At one point or another, we have all done it. Struggling under the weight of a situation, and facing a crisis of faith, we prayed words to the effect, “Lord, increase my faith.” I am reminded of the narrative in Mark 9 in which Jesus met a man whose son had a “dumb spirit,” and who, when stricken, engaged in all kinds of destructive behaviors. The disciples had tried but could not cast the spirit out. Jesus “asked his father, ‘How long has this been happening to him?’ And he said, ‘From childhood. And it has often cast him into fire and into water, to destroy him. But if you can do anything, have compassion on us and help us.’ And Jesus said to him, ‘If you can’! All things are possible for one who believes.’ Immediately the father of the child cried out and said, ‘I believe; help my unbelief!'” (vv. 21-24, ESV).
At first glance, the statement ‘I believe; help my unbelief’ may seem a bit of a contradiction but it really isn’t. This father, having seen his son victimized on numerous occasions, and seeing the disciples’ failure to cast the spirit out, did not have much hope that anything could be done. So, as any distraught parent would, he said to Jesus, “But if you can do anything, have compassion on us and help us.” That was not an exercise of faith; it was an act of desperation. Sure, he wanted to believe, but the evidence was stacked high against him. Let’s not overlook Jesus’ emphatic reaction to the man’s qualifier; “If you can!” In other words, “What do you mean ‘If I can!'”? Knowing that Jesus was capable of doing more than he could imagine, the father, in his faith crisis, found a way to activate the little that he had. As the narrative tells us, he quickly found out that it was not the size of faith that mattered, but the activation of the amount he had (vv. 23-27).

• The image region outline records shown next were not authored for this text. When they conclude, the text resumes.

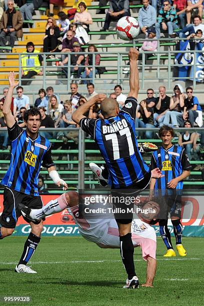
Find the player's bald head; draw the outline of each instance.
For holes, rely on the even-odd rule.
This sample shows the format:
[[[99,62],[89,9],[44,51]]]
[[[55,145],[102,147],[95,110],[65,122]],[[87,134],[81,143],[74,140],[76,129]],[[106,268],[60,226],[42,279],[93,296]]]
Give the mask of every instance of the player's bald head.
[[[100,102],[100,111],[104,118],[116,116],[119,111],[119,104],[115,99],[106,98]]]

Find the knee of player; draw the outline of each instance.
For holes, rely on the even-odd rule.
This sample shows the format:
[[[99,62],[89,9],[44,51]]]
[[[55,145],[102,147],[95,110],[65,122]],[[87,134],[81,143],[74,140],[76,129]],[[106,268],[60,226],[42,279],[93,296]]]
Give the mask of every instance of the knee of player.
[[[73,207],[78,204],[78,194],[75,191],[70,191],[65,194],[65,198],[68,203],[68,206]]]
[[[14,228],[1,228],[1,238],[2,239],[4,238],[4,237],[7,237],[8,236],[10,236],[12,235],[14,232]]]

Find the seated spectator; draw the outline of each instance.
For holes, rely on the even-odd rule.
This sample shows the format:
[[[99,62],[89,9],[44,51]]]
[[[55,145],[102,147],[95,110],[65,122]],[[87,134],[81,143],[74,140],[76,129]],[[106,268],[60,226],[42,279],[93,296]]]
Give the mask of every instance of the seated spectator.
[[[93,23],[92,16],[88,12],[86,12],[86,6],[84,2],[80,2],[79,4],[78,8],[80,10],[80,12],[76,12],[74,18],[74,22],[80,24],[86,32],[88,33],[90,30],[89,25],[92,24]]]
[[[4,103],[0,102],[0,113],[2,113],[2,108],[3,108],[3,105]],[[4,116],[0,117],[0,128],[4,128],[4,130],[1,130],[0,131],[0,142],[1,142],[0,150],[6,150],[8,146],[8,134],[6,124]]]
[[[25,122],[24,122],[24,114],[26,112],[26,108],[24,106],[22,106],[20,108],[20,111],[18,116],[17,118],[18,124],[20,128],[24,128],[26,126]]]
[[[186,128],[192,128],[190,122],[188,120],[185,121],[184,122],[184,127]],[[196,144],[196,140],[198,137],[198,133],[190,133],[189,130],[186,130],[180,134],[178,137],[178,145],[184,148],[190,160],[192,160],[192,149],[193,146],[194,146],[194,144]]]
[[[75,83],[72,83],[70,86],[71,90],[71,96],[70,101],[72,102],[72,108],[76,108],[78,100],[82,95],[78,92],[78,85]]]
[[[78,38],[76,37],[74,37],[74,33],[70,30],[68,30],[66,32],[66,38],[64,38],[62,40],[62,50],[61,52],[72,52],[73,51],[73,44],[76,42],[79,43]],[[66,64],[66,62],[64,62],[64,60],[68,56],[66,55],[62,54],[62,65],[64,64]]]
[[[26,48],[26,50],[21,56],[22,78],[31,78],[36,74],[42,76],[43,68],[40,71],[40,66],[44,64],[43,58],[42,55],[38,54],[40,51],[35,50],[34,44],[32,42],[27,42]],[[29,80],[22,80],[22,84],[26,85],[30,82]]]
[[[170,99],[170,110],[166,113],[163,124],[164,126],[168,126],[170,120],[173,128],[178,128],[177,118],[182,116],[185,96],[184,94],[183,88],[180,84],[176,84],[174,92],[174,94]]]
[[[64,104],[64,110],[60,122],[60,128],[76,128],[76,124],[72,120],[73,108],[72,108],[72,102],[66,100]]]
[[[90,44],[88,46],[88,52],[98,52],[96,47],[94,44]],[[95,72],[96,74],[98,73],[98,70],[96,66],[98,66],[100,64],[100,54],[96,54],[95,56]],[[92,78],[93,76],[93,68],[92,66],[88,67],[87,66],[93,66],[93,55],[92,54],[88,54],[85,60],[84,66],[86,66],[82,74],[82,78],[90,78],[91,82],[92,82]],[[84,80],[82,81],[83,84],[87,84],[89,81]]]
[[[117,98],[116,99],[117,102],[122,106],[124,106],[126,99],[127,98],[127,96],[122,93],[122,88],[120,85],[116,85],[114,88],[114,90],[117,96]]]
[[[73,52],[80,52],[80,46],[79,42],[75,42],[73,44]],[[70,56],[70,64],[74,67],[70,68],[71,72],[76,72],[77,74],[78,78],[80,78],[80,74],[84,70],[82,67],[80,67],[82,65],[84,65],[84,56],[82,54],[77,54],[77,53],[71,54]],[[64,66],[66,65],[68,62],[68,56],[66,56],[64,60],[61,62],[60,65]],[[63,71],[66,74],[66,77],[68,77],[68,68],[63,68]]]
[[[39,194],[46,194],[49,193],[48,190],[44,188],[44,178],[42,176],[38,176],[38,188]]]
[[[52,94],[49,99],[48,112],[54,122],[54,128],[58,127],[63,110],[63,105],[58,104],[56,96]]]
[[[86,31],[80,24],[72,24],[70,26],[69,30],[73,32],[74,37],[77,38],[80,44],[86,44],[90,41]],[[66,38],[66,34],[64,34],[63,39]]]
[[[32,14],[35,10],[41,6],[42,0],[26,0],[26,3],[20,8],[23,20],[32,20]]]
[[[202,24],[202,18],[198,15],[194,18],[194,24],[188,24],[182,30],[176,33],[180,38],[186,38],[188,35],[195,34],[197,30],[200,30],[204,33],[204,24]]]
[[[54,122],[51,117],[46,114],[46,108],[40,106],[38,108],[38,110],[40,112],[42,116],[40,134],[45,138],[50,139],[53,136],[52,132],[50,130],[42,132],[41,130],[45,128],[54,128]]]
[[[86,85],[87,90],[88,94],[85,96],[86,99],[88,101],[90,99],[93,98],[94,96],[98,94],[98,93],[95,92],[94,84],[90,83]]]
[[[165,114],[170,110],[170,97],[166,94],[165,86],[160,86],[158,90],[160,96],[156,98],[154,120],[154,126],[162,126],[164,125]]]
[[[186,24],[186,10],[187,0],[174,0],[174,6],[176,10],[176,15],[178,17],[180,26],[184,28]]]
[[[153,113],[153,108],[148,107],[146,101],[145,100],[141,101],[140,107],[138,108],[137,108],[136,110],[136,128],[154,128]],[[140,118],[142,118],[142,120]],[[151,139],[152,133],[152,130],[146,130],[145,133],[146,138]]]
[[[46,100],[46,92],[43,88],[39,90],[38,94],[40,98],[37,98],[34,102],[34,106],[38,108],[40,104]]]
[[[155,24],[156,38],[160,38],[160,28],[164,31],[168,30],[170,37],[174,37],[174,30],[178,28],[176,11],[174,6],[171,6],[168,0],[164,2],[164,8],[160,10],[157,20]]]
[[[149,88],[146,90],[148,98],[146,98],[146,101],[147,105],[149,108],[154,108],[156,102],[156,98],[154,96],[154,90],[152,88]]]
[[[192,87],[187,87],[186,92],[187,98],[184,100],[182,120],[180,121],[180,125],[183,126],[184,121],[188,119],[192,127],[195,122],[200,127],[202,126],[202,112],[198,100],[196,96],[192,96]]]
[[[53,94],[54,94],[54,96],[56,96],[56,98],[58,99],[58,102],[59,104],[60,104],[60,98],[58,94],[56,94],[55,92],[54,92],[54,90],[53,88],[53,87],[52,87],[52,86],[48,86],[48,87],[47,87],[47,88],[46,88],[46,98],[43,99],[42,100],[42,102],[40,102],[40,104],[38,105],[39,108],[42,106],[42,107],[46,108],[48,109],[48,102],[49,101],[49,99],[50,98],[50,96],[52,96]]]
[[[48,17],[53,17],[54,16],[53,12],[54,5],[56,6],[58,6],[59,12],[62,12],[62,6],[64,5],[64,0],[50,0],[50,12],[48,14]]]
[[[4,12],[0,22],[0,46],[4,46],[8,38],[10,38],[10,46],[13,48],[17,38],[22,37],[22,18],[20,12],[14,8],[14,0],[8,0],[8,9]]]
[[[53,17],[50,17],[46,28],[46,36],[43,40],[43,52],[54,52],[58,44],[58,38],[60,36],[59,28],[56,26],[56,21]]]
[[[24,106],[26,110],[30,108],[30,99],[27,96],[24,94],[24,88],[22,86],[16,87],[18,96],[14,100],[14,118],[19,114],[19,111],[22,106]]]
[[[64,12],[59,12],[58,16],[59,18],[56,20],[56,25],[58,26],[60,24],[60,30],[61,32],[66,33],[68,30],[70,26],[70,21],[68,18],[68,16]]]
[[[195,8],[198,10],[198,14],[200,18],[202,18],[204,2],[203,0],[188,0],[187,4],[188,6],[186,8],[187,24],[190,24],[192,12]]]
[[[147,30],[148,38],[154,39],[154,40],[144,40],[142,46],[142,50],[144,51],[156,51],[158,46],[158,40],[156,38],[156,31],[154,28],[152,27]],[[151,54],[147,54],[148,58],[151,56]]]
[[[4,103],[4,102],[5,101],[6,97],[6,96],[7,94],[8,93],[8,87],[4,87],[4,88],[3,89],[4,96],[2,98],[1,98],[1,99],[0,100],[0,102],[2,102],[3,103]],[[12,104],[10,106],[10,110],[12,111],[12,114],[14,112],[14,98],[12,96]]]
[[[108,30],[111,21],[118,21],[124,16],[130,16],[128,0],[112,0],[110,2],[110,6],[101,31]]]
[[[156,22],[156,10],[150,4],[150,0],[142,0],[143,8],[140,8],[138,21],[141,31],[148,35],[148,30]]]

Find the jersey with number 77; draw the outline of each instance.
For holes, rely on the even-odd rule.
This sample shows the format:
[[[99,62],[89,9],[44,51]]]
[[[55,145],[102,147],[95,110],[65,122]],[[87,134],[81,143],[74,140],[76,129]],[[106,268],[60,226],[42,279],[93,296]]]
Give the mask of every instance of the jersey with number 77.
[[[118,116],[102,119],[83,118],[82,128],[98,146],[110,174],[108,184],[123,188],[140,182],[150,169],[138,148],[135,120],[136,100],[128,97]]]

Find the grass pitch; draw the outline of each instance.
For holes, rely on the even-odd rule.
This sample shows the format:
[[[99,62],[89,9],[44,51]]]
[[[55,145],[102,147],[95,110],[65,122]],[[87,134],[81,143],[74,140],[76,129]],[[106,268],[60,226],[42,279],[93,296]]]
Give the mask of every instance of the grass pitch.
[[[154,288],[122,288],[126,274],[119,250],[102,250],[82,238],[42,238],[32,258],[38,274],[14,273],[26,237],[0,240],[0,305],[4,296],[30,296],[28,305],[202,305],[204,238],[184,238],[186,258],[165,259],[158,240]],[[173,238],[173,240],[174,238]],[[136,272],[145,282],[146,262],[134,249]]]

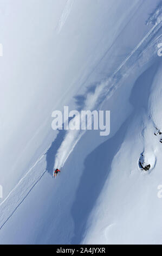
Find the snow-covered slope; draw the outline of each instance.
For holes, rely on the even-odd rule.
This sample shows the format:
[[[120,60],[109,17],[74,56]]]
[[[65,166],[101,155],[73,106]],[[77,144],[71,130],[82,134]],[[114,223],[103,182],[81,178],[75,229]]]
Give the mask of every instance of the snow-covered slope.
[[[1,243],[160,243],[159,1],[1,4]],[[109,136],[53,131],[66,105],[111,110]]]

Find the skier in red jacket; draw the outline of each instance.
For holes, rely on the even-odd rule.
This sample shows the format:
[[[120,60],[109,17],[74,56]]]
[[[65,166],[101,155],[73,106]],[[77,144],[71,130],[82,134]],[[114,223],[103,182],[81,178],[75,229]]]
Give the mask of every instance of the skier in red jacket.
[[[54,178],[56,177],[56,175],[57,173],[59,173],[59,172],[60,173],[60,170],[59,170],[59,169],[57,168],[55,169],[55,172],[54,172]]]

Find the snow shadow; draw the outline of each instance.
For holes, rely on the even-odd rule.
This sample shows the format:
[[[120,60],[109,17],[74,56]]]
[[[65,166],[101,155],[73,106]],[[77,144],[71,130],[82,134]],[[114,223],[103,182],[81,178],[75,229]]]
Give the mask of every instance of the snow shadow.
[[[87,220],[109,175],[112,161],[124,141],[127,127],[140,109],[147,107],[150,89],[158,64],[158,62],[144,71],[135,81],[129,97],[133,106],[129,117],[113,137],[97,147],[85,161],[85,168],[72,207],[74,222],[72,244],[81,242]]]
[[[67,132],[67,131],[64,130],[59,130],[59,132],[58,133],[56,138],[53,142],[50,147],[46,153],[47,162],[46,170],[51,176],[53,175],[53,170],[56,153],[63,141]]]

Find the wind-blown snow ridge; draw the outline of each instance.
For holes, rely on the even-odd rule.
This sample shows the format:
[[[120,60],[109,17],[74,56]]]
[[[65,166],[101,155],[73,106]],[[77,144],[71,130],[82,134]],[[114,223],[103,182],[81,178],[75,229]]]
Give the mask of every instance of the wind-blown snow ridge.
[[[108,80],[102,81],[96,88],[94,93],[88,94],[85,103],[85,109],[91,109],[99,107],[101,100],[103,101],[109,97],[132,71],[134,71],[134,69],[140,68],[154,57],[157,54],[157,44],[161,41],[162,36],[160,35],[154,40],[153,40],[153,39],[161,26],[161,23],[155,25],[119,66],[114,74]],[[70,121],[74,121],[74,119]],[[55,167],[60,168],[63,166],[85,132],[85,131],[69,130],[67,133],[57,151],[55,159]],[[44,157],[44,159],[46,157],[44,153],[10,192],[8,197],[0,204],[0,229],[47,172],[45,166],[46,160]]]
[[[138,44],[128,56],[119,66],[114,73],[107,80],[101,82],[96,87],[94,93],[88,94],[85,106],[85,109],[98,109],[101,102],[109,98],[114,92],[122,84],[123,80],[127,77],[131,71],[142,66],[157,54],[157,44],[161,42],[162,35],[154,40],[154,35],[161,27],[161,20],[157,22],[142,40]],[[75,122],[77,117],[70,121]],[[83,120],[81,120],[81,122]],[[68,130],[60,147],[59,148],[55,158],[55,168],[62,168],[70,154],[73,150],[76,143],[85,131]]]

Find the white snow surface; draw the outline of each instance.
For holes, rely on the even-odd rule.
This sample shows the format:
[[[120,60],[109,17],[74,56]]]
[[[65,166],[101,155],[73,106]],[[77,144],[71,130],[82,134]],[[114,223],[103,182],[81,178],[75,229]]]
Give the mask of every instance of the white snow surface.
[[[161,4],[0,1],[1,244],[161,243]],[[109,135],[53,131],[66,105]]]

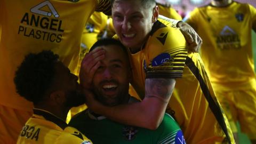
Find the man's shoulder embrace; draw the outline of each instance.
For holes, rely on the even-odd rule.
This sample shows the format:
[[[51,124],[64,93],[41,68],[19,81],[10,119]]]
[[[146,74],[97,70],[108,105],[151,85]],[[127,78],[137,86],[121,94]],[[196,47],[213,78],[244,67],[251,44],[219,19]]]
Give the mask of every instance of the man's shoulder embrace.
[[[180,29],[167,26],[162,27],[155,30],[150,35],[147,45],[149,50],[173,50],[178,47],[187,49],[186,39]]]

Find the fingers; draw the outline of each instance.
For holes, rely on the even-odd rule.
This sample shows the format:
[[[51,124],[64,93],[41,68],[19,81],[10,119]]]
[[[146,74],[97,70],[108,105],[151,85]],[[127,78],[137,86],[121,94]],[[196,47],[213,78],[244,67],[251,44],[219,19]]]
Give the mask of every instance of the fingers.
[[[106,51],[98,48],[86,53],[81,62],[79,73],[80,83],[85,89],[91,88],[93,76],[105,58]]]

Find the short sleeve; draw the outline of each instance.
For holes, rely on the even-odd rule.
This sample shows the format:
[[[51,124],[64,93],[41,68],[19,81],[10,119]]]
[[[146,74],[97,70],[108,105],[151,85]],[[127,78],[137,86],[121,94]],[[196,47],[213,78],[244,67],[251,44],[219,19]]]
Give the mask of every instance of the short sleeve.
[[[102,12],[106,15],[111,15],[111,4],[110,0],[97,0],[98,4],[95,7],[95,11],[97,12]]]
[[[149,60],[145,61],[146,78],[180,78],[188,54],[186,40],[179,29],[161,28],[148,41]]]

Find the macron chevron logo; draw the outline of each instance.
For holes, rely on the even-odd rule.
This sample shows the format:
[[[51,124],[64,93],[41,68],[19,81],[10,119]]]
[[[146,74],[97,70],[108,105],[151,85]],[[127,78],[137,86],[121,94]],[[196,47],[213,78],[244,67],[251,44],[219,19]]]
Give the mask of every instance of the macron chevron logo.
[[[45,6],[48,7],[49,11],[46,11],[42,10],[42,8]],[[49,1],[45,1],[31,8],[30,11],[33,13],[47,17],[51,17],[52,15],[53,15],[55,18],[59,18],[60,17],[59,13],[58,13],[57,11]]]
[[[160,42],[161,42],[163,45],[164,45],[167,35],[168,33],[166,34],[162,33],[158,37],[157,37],[156,38],[159,40],[159,41],[160,41]]]

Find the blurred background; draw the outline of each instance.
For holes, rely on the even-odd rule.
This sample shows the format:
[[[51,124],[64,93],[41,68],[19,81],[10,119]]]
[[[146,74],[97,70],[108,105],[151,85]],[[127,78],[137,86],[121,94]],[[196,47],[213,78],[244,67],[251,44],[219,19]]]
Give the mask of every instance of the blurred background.
[[[156,1],[161,4],[171,5],[183,18],[195,7],[210,4],[211,0],[157,0]],[[234,1],[249,3],[256,7],[256,0],[235,0]],[[252,30],[252,35],[254,63],[256,63],[256,34]],[[255,69],[256,71],[255,67],[254,67],[254,69]],[[239,127],[238,123],[237,123],[237,125]],[[251,143],[247,136],[241,133],[240,130],[239,131],[239,143]]]

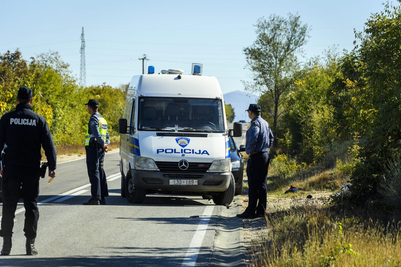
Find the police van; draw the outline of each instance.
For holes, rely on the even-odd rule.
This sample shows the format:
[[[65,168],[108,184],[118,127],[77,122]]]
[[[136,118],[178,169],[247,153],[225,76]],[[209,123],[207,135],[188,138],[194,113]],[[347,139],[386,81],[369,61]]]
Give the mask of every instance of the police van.
[[[202,68],[193,64],[184,75],[149,66],[132,77],[119,121],[121,194],[130,203],[170,191],[211,195],[217,205],[232,201],[229,137],[241,136],[242,124],[227,129],[219,82]]]

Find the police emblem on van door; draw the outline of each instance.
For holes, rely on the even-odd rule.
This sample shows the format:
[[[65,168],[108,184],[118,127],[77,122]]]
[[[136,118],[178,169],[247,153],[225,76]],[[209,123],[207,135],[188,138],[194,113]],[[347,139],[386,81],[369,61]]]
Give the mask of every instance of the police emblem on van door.
[[[189,138],[185,137],[179,137],[178,138],[176,138],[176,142],[180,146],[185,148],[189,144]]]

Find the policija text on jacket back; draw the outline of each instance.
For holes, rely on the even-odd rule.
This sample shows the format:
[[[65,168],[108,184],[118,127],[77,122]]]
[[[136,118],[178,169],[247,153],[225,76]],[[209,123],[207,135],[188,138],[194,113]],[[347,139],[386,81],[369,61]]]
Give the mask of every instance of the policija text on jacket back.
[[[2,159],[3,210],[0,236],[3,237],[2,255],[8,255],[11,250],[12,229],[15,210],[22,186],[25,208],[24,231],[26,237],[27,255],[38,254],[35,248],[39,210],[39,173],[41,147],[49,163],[49,176],[56,176],[56,148],[49,125],[43,116],[32,111],[32,90],[22,87],[16,97],[15,110],[0,119],[0,151]]]

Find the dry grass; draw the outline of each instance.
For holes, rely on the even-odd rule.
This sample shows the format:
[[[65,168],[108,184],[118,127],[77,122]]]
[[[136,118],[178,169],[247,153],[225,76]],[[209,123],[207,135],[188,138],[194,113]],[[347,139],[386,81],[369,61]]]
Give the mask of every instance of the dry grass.
[[[271,229],[257,266],[398,266],[400,225],[383,226],[327,204],[305,202],[267,216]]]
[[[109,146],[109,150],[112,151],[119,148],[119,142],[113,142],[110,143]],[[85,155],[85,146],[83,145],[79,146],[57,146],[56,147],[56,151],[58,156],[76,155],[78,156]],[[46,156],[45,151],[42,149],[42,160],[46,160]]]
[[[399,210],[380,200],[355,206],[349,197],[340,197],[344,198],[336,202],[339,204],[328,197],[349,182],[349,177],[335,167],[336,159],[347,160],[346,151],[341,147],[318,164],[284,174],[272,162],[268,234],[247,248],[252,255],[249,266],[401,266]],[[302,189],[284,194],[290,184]],[[305,198],[308,194],[313,200]]]

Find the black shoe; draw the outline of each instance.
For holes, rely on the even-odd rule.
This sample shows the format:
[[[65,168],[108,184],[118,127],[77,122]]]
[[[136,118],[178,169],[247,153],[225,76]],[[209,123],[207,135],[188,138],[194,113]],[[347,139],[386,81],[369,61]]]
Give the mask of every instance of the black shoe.
[[[89,201],[87,202],[83,202],[84,205],[100,205],[100,203],[99,203],[99,200],[97,199],[93,199],[93,198],[91,198],[89,200]]]
[[[249,213],[243,212],[241,214],[237,214],[237,216],[239,218],[255,218],[256,217],[256,216],[254,214],[249,214]]]
[[[35,239],[27,238],[25,243],[27,255],[37,255],[38,251],[35,248]]]
[[[3,237],[3,249],[1,250],[1,255],[9,255],[12,245],[11,237]]]

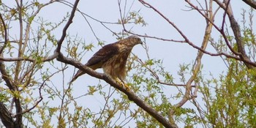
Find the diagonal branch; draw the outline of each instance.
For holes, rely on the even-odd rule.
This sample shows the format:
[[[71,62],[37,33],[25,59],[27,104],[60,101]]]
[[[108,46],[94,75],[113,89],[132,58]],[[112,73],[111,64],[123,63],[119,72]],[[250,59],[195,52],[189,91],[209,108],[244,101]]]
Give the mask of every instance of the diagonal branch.
[[[256,10],[256,1],[255,0],[242,0],[242,1],[244,1],[244,3],[246,3],[249,6],[250,6],[251,7]]]
[[[161,123],[165,127],[177,127],[175,124],[170,124],[168,121],[168,120],[167,120],[165,117],[159,114],[156,110],[153,109],[151,106],[146,104],[143,100],[137,97],[135,94],[134,94],[132,91],[127,90],[124,87],[117,84],[115,81],[113,81],[112,79],[105,75],[104,74],[98,73],[94,70],[91,69],[91,68],[84,66],[84,64],[80,63],[79,61],[67,58],[64,56],[61,53],[59,53],[59,56],[57,57],[57,60],[65,64],[72,65],[78,68],[79,69],[86,72],[86,74],[89,74],[94,78],[104,80],[111,86],[118,89],[119,91],[127,94],[129,100],[133,101],[137,105],[143,109],[151,116],[155,118],[159,123]]]

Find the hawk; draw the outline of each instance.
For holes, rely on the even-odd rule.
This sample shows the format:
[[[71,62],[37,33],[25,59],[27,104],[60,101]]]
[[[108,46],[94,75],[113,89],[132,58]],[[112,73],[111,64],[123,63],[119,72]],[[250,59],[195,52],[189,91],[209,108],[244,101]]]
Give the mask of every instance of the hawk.
[[[94,70],[102,68],[106,75],[126,86],[124,81],[127,75],[127,61],[132,48],[138,44],[142,44],[141,39],[137,36],[129,36],[116,42],[105,45],[95,53],[85,65]],[[85,74],[83,71],[78,70],[70,83],[83,74]]]

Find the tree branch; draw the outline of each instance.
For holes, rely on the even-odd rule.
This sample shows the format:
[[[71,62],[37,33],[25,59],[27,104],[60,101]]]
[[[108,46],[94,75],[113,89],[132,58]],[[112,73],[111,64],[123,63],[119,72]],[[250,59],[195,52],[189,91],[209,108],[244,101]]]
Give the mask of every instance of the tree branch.
[[[242,1],[244,1],[244,3],[246,3],[249,6],[250,6],[251,7],[256,10],[256,1],[255,0],[242,0]]]
[[[86,74],[89,74],[94,78],[104,80],[111,86],[118,89],[119,91],[127,94],[129,100],[133,101],[137,105],[138,105],[140,108],[146,111],[148,114],[150,114],[151,116],[156,118],[160,124],[164,125],[165,127],[177,127],[176,124],[171,124],[168,121],[168,120],[167,120],[165,117],[159,114],[157,110],[153,109],[151,106],[145,103],[143,100],[137,97],[135,94],[134,94],[132,91],[127,90],[125,87],[117,84],[115,81],[113,81],[112,79],[105,75],[104,74],[98,73],[94,70],[91,69],[91,68],[84,66],[84,64],[80,63],[79,61],[67,58],[64,56],[61,53],[59,54],[57,60],[65,64],[72,65],[78,68],[79,69],[81,69],[82,71],[86,72]]]
[[[15,124],[12,117],[12,114],[8,111],[7,108],[1,102],[0,102],[0,118],[6,127],[15,127]]]

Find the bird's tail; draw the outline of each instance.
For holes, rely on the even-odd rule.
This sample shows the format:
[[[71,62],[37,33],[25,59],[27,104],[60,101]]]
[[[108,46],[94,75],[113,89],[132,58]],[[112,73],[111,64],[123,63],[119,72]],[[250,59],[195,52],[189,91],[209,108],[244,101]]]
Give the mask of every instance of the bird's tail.
[[[69,83],[72,83],[74,82],[78,77],[81,76],[82,75],[86,74],[83,71],[79,69],[78,72],[75,75],[75,76],[72,78]]]

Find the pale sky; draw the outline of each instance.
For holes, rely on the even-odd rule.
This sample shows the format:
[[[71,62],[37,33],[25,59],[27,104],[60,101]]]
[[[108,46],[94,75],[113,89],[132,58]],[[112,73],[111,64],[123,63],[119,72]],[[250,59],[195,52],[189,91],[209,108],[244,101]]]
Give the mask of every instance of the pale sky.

Jesus reinforced this principle in a narrative recorded in Luke 17. “The apostles came up and said to the Master, ‘Give us more faith.’ But the Master said, ‘You don’t need more faith. There is no ‘more’ or ‘less’ in faith. If you have a bare kernel of faith, say the size of a poppy seed, you could say to this sycamore tree, ‘Go jump in the lake,’ and it would do it” (vv. 5-6, The Message). The astounding thing is that no one can say they have no faith as Paul affirmed that “God hath dealt to every man the measure of faith” (Romans 12:3b). Therefore, the issue is not whether or not we have faith, or asking God to “increase my faith,” but rather our ability or inability to activate “the measure” we have been given.
It is important to note that faith can only be activated in the presence of the Word (Romans 10:17), so as we deal with our respective challenges, we must believe that God can do the things He says He can do (Mark 9:23). It is only then that we can lay claim to the substance of the things hoped for, and the evidence of which we have not yet seen (Hebrews 11:1). In other words, faith connects us in the now with those things which are yet to come, all the while being fully persuaded that we already have them, regardless of the external evidence. “All things are possible for one who believes” and all it takes is faith the size of a poppy seed. I know it is not as easy as it sounds. However, if Jesus said it, that is good enough for me. What about you?